Uitspraak
RECHTBANK ROTTERDAM
1.De procedure
- het verzoekschrift (ontvangen op 12 oktober 2023), met bijlagen;
- het antwoord, met bijlagen;
- de spreekaantekeningen van Marcan;
- de spreekaantekeningen van [verweerster] .
Rechtbank Rotterdam
In deze zaak heeft de kantonrechter van de Rechtbank Rotterdam op 16 april 2024 uitspraak gedaan in een verzoek van Marcan Vastgoed B.V. om een voorlopig deskundigenbericht te gelasten. Marcan, vertegenwoordigd door mr. Th.C. Visser, verzocht om onderzoek naar de boekhoudkundige stukken van de verweerster, die zij beschuldigde van het indienen van onjuiste financiële gegevens in een eerdere procedure over coronakorting. Marcan stelde dat deze onjuistheden schade voor haar betekenden en dat er mogelijk sprake was van misbruik van procesrecht door de verweerster.
De verweerster, vertegenwoordigd door mr.
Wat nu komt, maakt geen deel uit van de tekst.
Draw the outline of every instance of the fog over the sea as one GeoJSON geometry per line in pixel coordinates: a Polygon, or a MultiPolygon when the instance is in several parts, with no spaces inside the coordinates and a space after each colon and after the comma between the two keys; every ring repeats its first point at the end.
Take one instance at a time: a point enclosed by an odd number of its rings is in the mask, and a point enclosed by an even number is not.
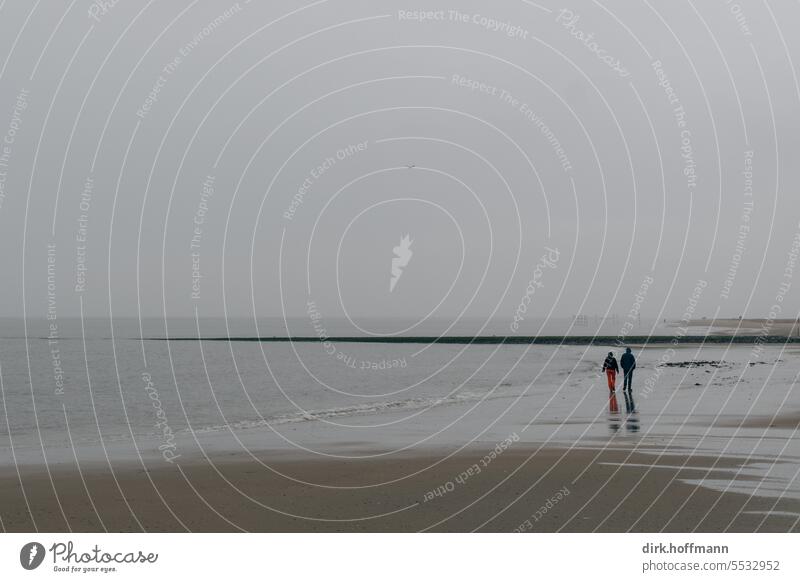
{"type": "Polygon", "coordinates": [[[0,3],[0,316],[797,316],[800,4],[456,5],[0,3]]]}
E.P.J. Verweij, betwistte het verzoek en stelde dat Marcan al eerder had aangegeven dat de financiële stukken onjuist waren, en dat dit al in eerdere rechtszaken was behandeld. De kantonrechter oordeelde dat het verzoek van Marcan niet voldoende onderbouwd was en dat er zwaarwichtig bezwaar bestond tegen het verzoek. De rechter concludeerde dat Marcan onvoldoende belang had bij het verzoek, omdat de eerdere uitspraken gezag van gewijsde hadden gekregen en er geen nieuwe rechtsvordering kon worden ingesteld.
De kantonrechter wees het verzoek af en veroordeelde Marcan in de proceskosten, die aan de kant van de verweerster werden begroot op € 813,-. De beschikking werd uitvoerbaar bij voorraad verklaard. Deze uitspraak benadrukt het belang van een goede procesorde en de noodzaak voor partijen om hun stellingen voldoende te onderbouwen in civiele procedures.